Michael Lauer, who oversaw NIH grant-making for nearly a decade, explained the effect bluntly: “Instead of funding five grants, you now only fund one… four other grants that would’ve been funded don’t get funded.” This single change alone is estimated to have eliminated roughly 1,000 new research initiatives.

Additionally, the Trump administration terminated thousands of existing grants, with the leftover money reverting to the US Treasury instead of being reinvested in research. Approximately $500 million was lost this way. On top of this, grant applications increased by 12% in 2025, further intensifying competition for dwindling funds.

The Impact on Innovation

Reducing funding doesn’t just mean fewer projects get started; it fundamentally alters the type of research that survives. Nobel laureate Philippe Aghion’s work demonstrates that excessive competition stifles innovation, favoring conservative science over high-risk, potentially transformative ideas.

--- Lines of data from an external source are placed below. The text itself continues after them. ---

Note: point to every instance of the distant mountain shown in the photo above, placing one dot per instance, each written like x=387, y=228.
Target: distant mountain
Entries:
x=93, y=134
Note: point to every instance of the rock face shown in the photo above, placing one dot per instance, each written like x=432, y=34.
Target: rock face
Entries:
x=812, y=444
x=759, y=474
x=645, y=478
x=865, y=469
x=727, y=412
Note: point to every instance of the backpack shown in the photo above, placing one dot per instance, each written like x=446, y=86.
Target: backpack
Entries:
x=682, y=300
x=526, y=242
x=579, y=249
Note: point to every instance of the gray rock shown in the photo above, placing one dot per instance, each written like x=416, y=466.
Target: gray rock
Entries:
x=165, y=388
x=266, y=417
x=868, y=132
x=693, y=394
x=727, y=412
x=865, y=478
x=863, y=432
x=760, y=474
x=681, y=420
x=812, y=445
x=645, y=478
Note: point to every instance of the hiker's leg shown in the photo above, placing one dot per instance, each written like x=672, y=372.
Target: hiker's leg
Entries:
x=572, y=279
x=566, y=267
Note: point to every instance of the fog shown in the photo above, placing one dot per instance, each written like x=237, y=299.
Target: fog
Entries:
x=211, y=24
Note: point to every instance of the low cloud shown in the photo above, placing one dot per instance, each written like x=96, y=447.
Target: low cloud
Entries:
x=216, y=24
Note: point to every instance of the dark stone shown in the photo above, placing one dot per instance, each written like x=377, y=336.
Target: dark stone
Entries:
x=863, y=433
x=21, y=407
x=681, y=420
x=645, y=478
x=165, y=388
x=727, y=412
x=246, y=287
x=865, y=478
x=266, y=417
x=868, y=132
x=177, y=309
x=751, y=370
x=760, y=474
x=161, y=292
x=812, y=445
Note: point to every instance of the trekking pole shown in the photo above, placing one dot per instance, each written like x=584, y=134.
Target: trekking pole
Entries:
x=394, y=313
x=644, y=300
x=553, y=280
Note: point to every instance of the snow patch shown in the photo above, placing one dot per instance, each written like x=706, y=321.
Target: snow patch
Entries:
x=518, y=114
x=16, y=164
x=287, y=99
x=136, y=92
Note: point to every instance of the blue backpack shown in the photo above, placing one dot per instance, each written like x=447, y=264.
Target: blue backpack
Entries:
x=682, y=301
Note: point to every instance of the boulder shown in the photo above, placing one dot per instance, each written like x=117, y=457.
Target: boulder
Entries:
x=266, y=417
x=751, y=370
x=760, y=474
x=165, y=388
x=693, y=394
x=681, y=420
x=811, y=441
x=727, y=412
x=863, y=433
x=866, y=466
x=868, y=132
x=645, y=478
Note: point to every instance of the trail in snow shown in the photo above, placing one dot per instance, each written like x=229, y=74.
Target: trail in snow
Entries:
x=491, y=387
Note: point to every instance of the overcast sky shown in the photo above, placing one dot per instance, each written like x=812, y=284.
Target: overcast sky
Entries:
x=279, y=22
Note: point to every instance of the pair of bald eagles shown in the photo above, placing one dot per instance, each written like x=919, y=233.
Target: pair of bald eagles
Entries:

Exploratory research, such as the recent UK study linking shingles vaccines to reduced dementia risk, may struggle to secure funding under these conditions. Even groundbreaking researchers like Katalin Karikó, whose mRNA work underpins the Covid-19 vaccines, faced repeated grant rejections before her breakthroughs.

Long-Term Consequences

The cuts are not just short-term setbacks. Researchers are leaving the field, relocating to other countries, or abandoning science altogether. These losses are likely permanent, as experts note that talent lost is unlikely to return.

Early signs indicate that 2026 may be even worse, with the White House delaying the release of approved NIH funding and making significantly fewer new awards than usual. The true cost of this funding crisis will be the discoveries never made—the “beautiful island of incredibly important stuff” that researchers may never reach.

The current trajectory poses a serious threat to medical progress, hindering the development of treatments and cures for some of the most pressing health challenges facing society.